Gains on sale of compulsory convertible debentures taxable as interest, rules AAR

| Updated on: Apr 07, 2012

Gains made by a Mauritius company by selling compulsory convertible debentures (CCDs) to an Indian company are taxable as interest in India.

Taking this stand, the Authority for Advance Rulings (AAR) has said that any gains made by selling such instruments will not be eligible for capital gains exemption under the India-Mauritius tax treaty.

Simply put, withholding tax obligations would arise on the Indian company making the payment as consideration for the CCDs.

According to the experts, the Authority's decision is in line with the rulings of the Supreme Court and High Courts that CCDs are basically debt instruments.

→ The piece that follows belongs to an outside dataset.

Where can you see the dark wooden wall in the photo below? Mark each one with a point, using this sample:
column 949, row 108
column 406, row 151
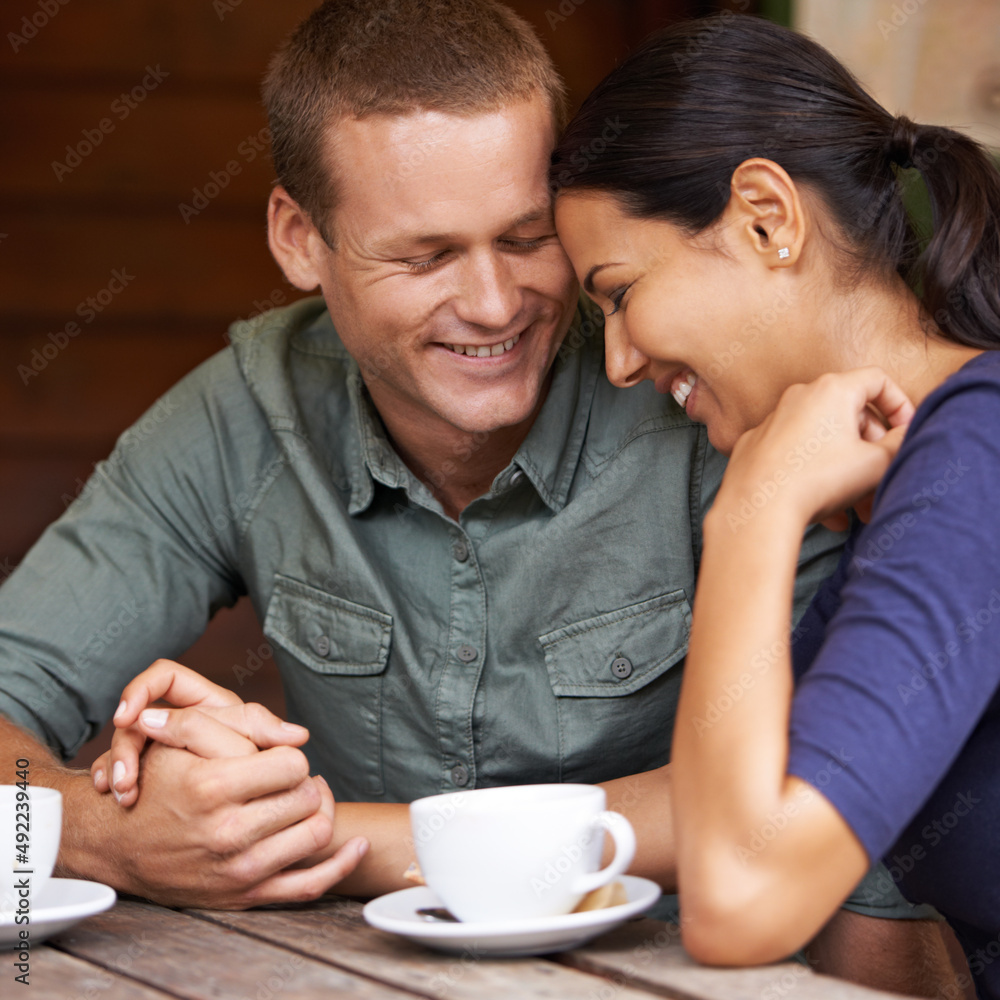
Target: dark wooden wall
column 153, row 98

By this ruling, the AAR has rejected the contention of an applicant that sale of CCDs is sale of assets and the premium received is not interest income, but capital gains.

‘Look at' test

To arrive at this ruling, the AAR also applied the “look at” test to ascertain the true legal nature of the transaction. For this, it relied on the Supreme Court commentary on legal relevance of subsidiaries and the principle of lifting of corporate veil laid down in the recent landmark Vodafone case.

The case before AAR involved three unnamed parties — V, an Indian entity; Z, a Mauritius-based company; and S, a subsidiary of V and based in India. V had transferred its right to develop a plot of land to its subsidiary S. Z had invested in S by purchasing equity and zero per cent CCDs. The CCDs were convertible at the end of six years from the first closing in November 2007.

In April 2010 and March 2011, V exercised a call option to purchase equity shares and CCDs from Z. V then approached the AAR to determine whether gains arising to Z from the sale of CCDs would be exempt from capital gains tax in India under the India-Mauritius treaty.

The AAR ruled that the method laid down in the shareholder agreement between Z, V and S is similar to the manner in which interest on any investment is calculated. The Authority ruled that the appreciation in the value of debentures is payment of interest, taxable under the India-Mauritius DTAA. Applying the ‘look at' test, the AAR concluded that V and S are parent and subsidiary only on paper. In reality, they are one and the same entity.